Tous ensembles, réunis enfin, ils ont pu vivre la libération. Ce jour de fête fut pourtant un jour d’angoisse. Une bombe explose sous les fenêtres des balcons patriotes. Les « collabos » ont fait sauter la quincaillerie à côté de la pharmacie dont les vitres ont volé en éclat.

Je me souviens qu’on a pu sortir le drapeau français à la fenêtre. Très vite après dans la journée, il a fallu le retirer. Le bruit courrait que les Allemands revenaient.

Puis la rumeur a cessé et tous ont compris que c’était une fausse alerte. La fin de la guerre ? Comment y croire ? Célébrer la fin d’un conflit, soit, mais l’amertume rode. La nouvelle ère de paix inaugure une période des règlements de compte où les silences et les souffrances accumulées jaillissent dans la haine et le ressentiment. 
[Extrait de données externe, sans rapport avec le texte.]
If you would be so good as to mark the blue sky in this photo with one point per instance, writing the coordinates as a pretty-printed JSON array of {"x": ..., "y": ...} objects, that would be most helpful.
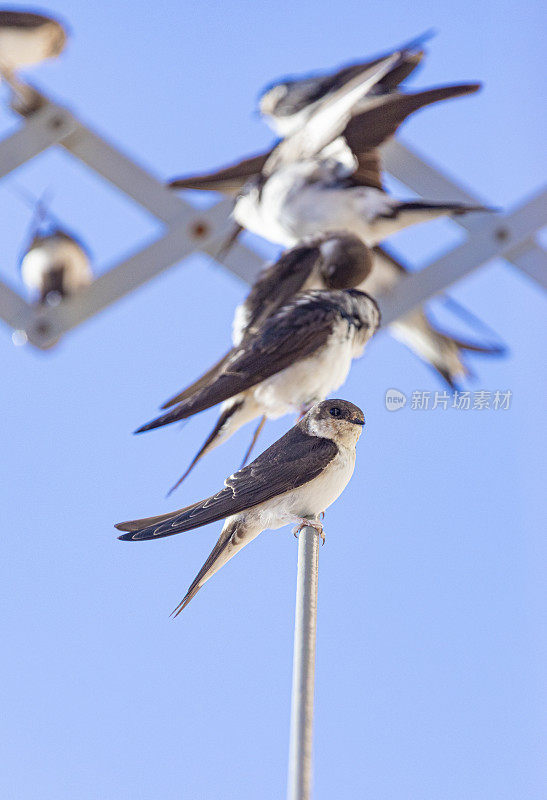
[{"x": 430, "y": 661}]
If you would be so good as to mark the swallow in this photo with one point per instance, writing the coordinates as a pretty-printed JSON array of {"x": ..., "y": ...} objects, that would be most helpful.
[
  {"x": 293, "y": 481},
  {"x": 300, "y": 192},
  {"x": 291, "y": 192},
  {"x": 333, "y": 261},
  {"x": 55, "y": 266},
  {"x": 297, "y": 357},
  {"x": 443, "y": 352},
  {"x": 287, "y": 104},
  {"x": 27, "y": 38}
]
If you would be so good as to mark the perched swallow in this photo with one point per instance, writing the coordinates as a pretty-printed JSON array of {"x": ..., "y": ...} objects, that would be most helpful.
[
  {"x": 55, "y": 266},
  {"x": 294, "y": 480},
  {"x": 295, "y": 358},
  {"x": 286, "y": 105},
  {"x": 441, "y": 351},
  {"x": 27, "y": 38}
]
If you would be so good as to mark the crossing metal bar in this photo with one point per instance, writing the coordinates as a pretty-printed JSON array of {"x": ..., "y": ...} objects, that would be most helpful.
[{"x": 303, "y": 679}]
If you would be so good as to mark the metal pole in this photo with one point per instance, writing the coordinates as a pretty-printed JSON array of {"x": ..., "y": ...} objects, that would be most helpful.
[{"x": 305, "y": 627}]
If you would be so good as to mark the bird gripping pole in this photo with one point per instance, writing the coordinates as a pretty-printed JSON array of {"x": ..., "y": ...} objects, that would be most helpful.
[{"x": 305, "y": 628}]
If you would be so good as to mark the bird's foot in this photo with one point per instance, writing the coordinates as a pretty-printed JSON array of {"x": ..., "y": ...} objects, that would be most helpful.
[{"x": 308, "y": 523}]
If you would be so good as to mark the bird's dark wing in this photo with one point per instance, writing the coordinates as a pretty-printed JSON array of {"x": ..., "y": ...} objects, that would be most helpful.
[
  {"x": 313, "y": 88},
  {"x": 294, "y": 332},
  {"x": 389, "y": 82},
  {"x": 292, "y": 461},
  {"x": 229, "y": 180},
  {"x": 279, "y": 283},
  {"x": 372, "y": 127}
]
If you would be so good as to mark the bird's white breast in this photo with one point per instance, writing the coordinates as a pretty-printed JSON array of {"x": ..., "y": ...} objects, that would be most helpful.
[
  {"x": 312, "y": 498},
  {"x": 21, "y": 48}
]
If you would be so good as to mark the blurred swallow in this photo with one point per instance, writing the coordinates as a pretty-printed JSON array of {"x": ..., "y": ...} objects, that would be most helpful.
[
  {"x": 444, "y": 353},
  {"x": 295, "y": 358},
  {"x": 55, "y": 266},
  {"x": 287, "y": 105},
  {"x": 333, "y": 261},
  {"x": 293, "y": 481},
  {"x": 290, "y": 192},
  {"x": 27, "y": 38},
  {"x": 339, "y": 187}
]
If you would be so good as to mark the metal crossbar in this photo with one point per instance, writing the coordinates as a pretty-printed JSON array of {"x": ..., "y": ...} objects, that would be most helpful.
[{"x": 187, "y": 230}]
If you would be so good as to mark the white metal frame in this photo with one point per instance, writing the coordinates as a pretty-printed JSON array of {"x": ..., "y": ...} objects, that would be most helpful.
[{"x": 510, "y": 235}]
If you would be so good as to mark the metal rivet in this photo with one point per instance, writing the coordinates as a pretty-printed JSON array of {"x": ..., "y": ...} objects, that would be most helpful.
[
  {"x": 42, "y": 328},
  {"x": 199, "y": 229}
]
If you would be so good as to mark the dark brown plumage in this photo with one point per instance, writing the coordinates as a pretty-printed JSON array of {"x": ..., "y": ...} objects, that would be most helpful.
[{"x": 293, "y": 460}]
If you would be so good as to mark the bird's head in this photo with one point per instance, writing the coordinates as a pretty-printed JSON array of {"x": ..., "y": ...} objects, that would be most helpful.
[
  {"x": 339, "y": 420},
  {"x": 346, "y": 261}
]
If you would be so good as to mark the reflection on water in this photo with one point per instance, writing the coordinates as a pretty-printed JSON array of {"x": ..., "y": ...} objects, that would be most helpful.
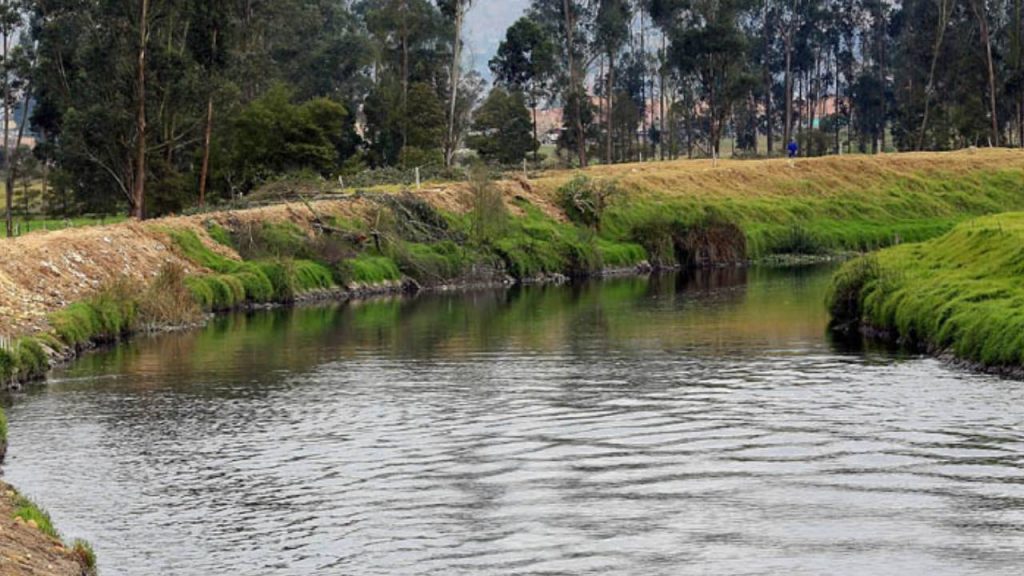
[{"x": 698, "y": 424}]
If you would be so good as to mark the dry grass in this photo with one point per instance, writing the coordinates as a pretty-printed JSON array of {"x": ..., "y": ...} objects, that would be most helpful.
[{"x": 42, "y": 273}]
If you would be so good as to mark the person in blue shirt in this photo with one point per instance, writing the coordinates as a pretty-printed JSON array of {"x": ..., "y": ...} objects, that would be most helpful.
[{"x": 794, "y": 148}]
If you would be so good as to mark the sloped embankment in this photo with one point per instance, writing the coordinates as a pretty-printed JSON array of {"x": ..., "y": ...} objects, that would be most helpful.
[
  {"x": 75, "y": 288},
  {"x": 960, "y": 294}
]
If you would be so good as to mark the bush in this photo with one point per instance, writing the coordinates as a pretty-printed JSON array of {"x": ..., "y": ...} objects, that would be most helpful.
[
  {"x": 201, "y": 291},
  {"x": 845, "y": 293},
  {"x": 282, "y": 276},
  {"x": 488, "y": 215},
  {"x": 310, "y": 276},
  {"x": 105, "y": 317},
  {"x": 370, "y": 270},
  {"x": 29, "y": 511},
  {"x": 32, "y": 360},
  {"x": 193, "y": 249},
  {"x": 219, "y": 235},
  {"x": 257, "y": 286},
  {"x": 168, "y": 300},
  {"x": 86, "y": 556},
  {"x": 585, "y": 200},
  {"x": 430, "y": 263}
]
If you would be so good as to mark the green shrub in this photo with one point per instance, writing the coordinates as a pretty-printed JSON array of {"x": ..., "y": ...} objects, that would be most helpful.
[
  {"x": 219, "y": 235},
  {"x": 76, "y": 324},
  {"x": 844, "y": 298},
  {"x": 29, "y": 511},
  {"x": 168, "y": 300},
  {"x": 585, "y": 201},
  {"x": 201, "y": 291},
  {"x": 86, "y": 556},
  {"x": 431, "y": 262},
  {"x": 311, "y": 276},
  {"x": 621, "y": 254},
  {"x": 369, "y": 270},
  {"x": 273, "y": 240},
  {"x": 257, "y": 285},
  {"x": 32, "y": 360},
  {"x": 190, "y": 247},
  {"x": 282, "y": 277},
  {"x": 105, "y": 317},
  {"x": 226, "y": 291},
  {"x": 488, "y": 215},
  {"x": 7, "y": 366}
]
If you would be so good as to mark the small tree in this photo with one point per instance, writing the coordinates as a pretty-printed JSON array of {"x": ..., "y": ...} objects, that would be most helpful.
[
  {"x": 502, "y": 128},
  {"x": 585, "y": 200}
]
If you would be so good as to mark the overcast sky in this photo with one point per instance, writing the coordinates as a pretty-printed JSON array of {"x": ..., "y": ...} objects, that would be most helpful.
[{"x": 485, "y": 26}]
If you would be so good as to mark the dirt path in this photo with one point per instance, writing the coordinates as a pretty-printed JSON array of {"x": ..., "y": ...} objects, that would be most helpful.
[{"x": 27, "y": 551}]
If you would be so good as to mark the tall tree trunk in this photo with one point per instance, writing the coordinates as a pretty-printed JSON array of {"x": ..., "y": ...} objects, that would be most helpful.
[
  {"x": 15, "y": 154},
  {"x": 451, "y": 144},
  {"x": 404, "y": 79},
  {"x": 576, "y": 88},
  {"x": 945, "y": 10},
  {"x": 662, "y": 99},
  {"x": 9, "y": 193},
  {"x": 537, "y": 140},
  {"x": 610, "y": 93},
  {"x": 643, "y": 87},
  {"x": 981, "y": 13},
  {"x": 207, "y": 134},
  {"x": 138, "y": 186},
  {"x": 766, "y": 73},
  {"x": 787, "y": 129},
  {"x": 1019, "y": 68}
]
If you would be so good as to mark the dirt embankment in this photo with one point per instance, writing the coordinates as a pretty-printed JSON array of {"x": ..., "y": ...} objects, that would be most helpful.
[
  {"x": 44, "y": 272},
  {"x": 27, "y": 551}
]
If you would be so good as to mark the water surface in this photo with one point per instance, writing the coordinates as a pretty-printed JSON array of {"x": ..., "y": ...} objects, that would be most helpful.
[{"x": 699, "y": 424}]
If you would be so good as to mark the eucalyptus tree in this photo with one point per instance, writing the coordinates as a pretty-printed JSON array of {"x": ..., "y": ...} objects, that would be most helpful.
[
  {"x": 611, "y": 33},
  {"x": 569, "y": 21},
  {"x": 15, "y": 76},
  {"x": 525, "y": 62}
]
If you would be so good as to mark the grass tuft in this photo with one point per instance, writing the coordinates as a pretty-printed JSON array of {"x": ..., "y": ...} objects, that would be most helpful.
[
  {"x": 960, "y": 292},
  {"x": 29, "y": 511}
]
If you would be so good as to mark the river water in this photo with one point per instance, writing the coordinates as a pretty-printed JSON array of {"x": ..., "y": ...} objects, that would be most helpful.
[{"x": 700, "y": 424}]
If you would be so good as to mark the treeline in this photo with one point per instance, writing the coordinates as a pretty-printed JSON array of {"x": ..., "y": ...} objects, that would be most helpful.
[
  {"x": 646, "y": 78},
  {"x": 159, "y": 106}
]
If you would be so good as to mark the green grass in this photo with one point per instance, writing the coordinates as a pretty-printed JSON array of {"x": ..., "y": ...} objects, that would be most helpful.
[
  {"x": 29, "y": 511},
  {"x": 368, "y": 269},
  {"x": 103, "y": 318},
  {"x": 961, "y": 292},
  {"x": 817, "y": 206},
  {"x": 86, "y": 556}
]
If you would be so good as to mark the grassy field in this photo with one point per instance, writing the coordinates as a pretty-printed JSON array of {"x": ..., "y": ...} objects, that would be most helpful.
[
  {"x": 852, "y": 203},
  {"x": 960, "y": 293}
]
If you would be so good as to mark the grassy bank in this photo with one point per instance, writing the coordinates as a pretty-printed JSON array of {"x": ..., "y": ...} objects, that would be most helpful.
[
  {"x": 960, "y": 293},
  {"x": 562, "y": 224},
  {"x": 816, "y": 206}
]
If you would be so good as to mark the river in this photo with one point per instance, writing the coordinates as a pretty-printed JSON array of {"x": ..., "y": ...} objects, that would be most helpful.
[{"x": 688, "y": 424}]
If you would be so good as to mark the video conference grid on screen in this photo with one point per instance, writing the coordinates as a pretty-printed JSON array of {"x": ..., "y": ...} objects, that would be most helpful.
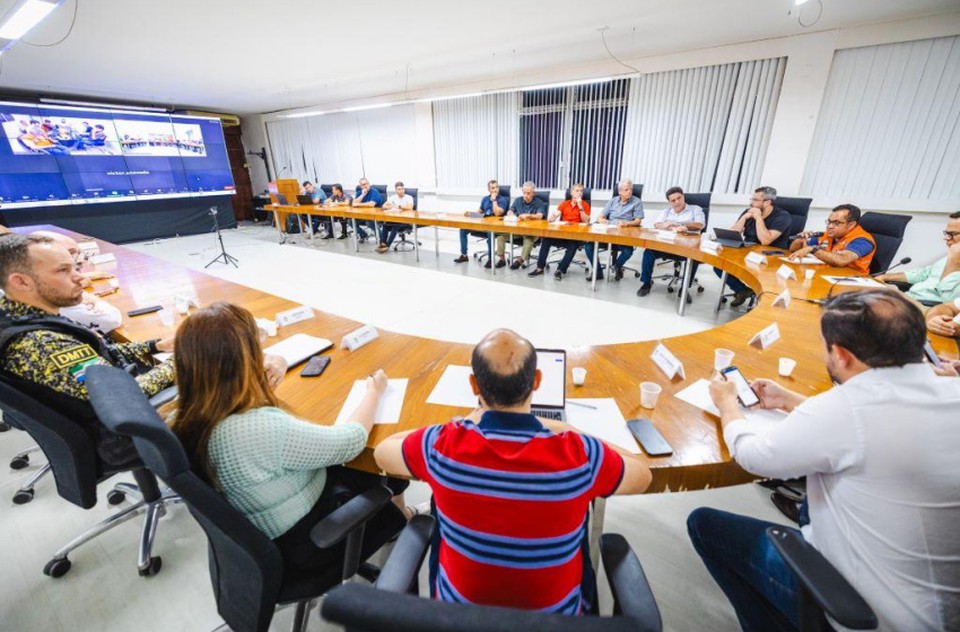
[{"x": 65, "y": 155}]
– Dans un petit super marché de la ville, en arrivant à la caisse, le client lance, haut et fort : « Je ne te dois rien, j’ai assez payé au moment du passage de la ligne de démarcation… ». Tout le monde a entendu et compris que le propriétaire empochait de larges commissions pour son acte soit-disant héroïque.

Mais il faut bien se débrouiller. Qui sont les vrais héros ? Ceux qui se sacrifient pour leur patrie ? Ceux qui s’arrangent pour leur famille ?

Parfois aucun doute n’est permis.

 

Pendant la guerre, il y avait à très un vieux monsieur barbu à Orthez. A la libération, on a su que c’était un résistant. Il a été fusillé par les allemands, juste à la sortie de la ville, la veille de la libération. A quoi bon cette mort ?

Les souvenirs s’égrènent, autant de récits d’une vie ordinaire pendant la guerre. C’est si loin, dit Françoise. Une évocation plus tenace revient à la lumière, un souvenir joyeux qui termine notre entretien. Son père pendant sa captivité dans les camps allemands faisait du théâtre. Une pirouette de l’existence dont la trace demeure en Françoise, actrice à ses heures, elle aussi.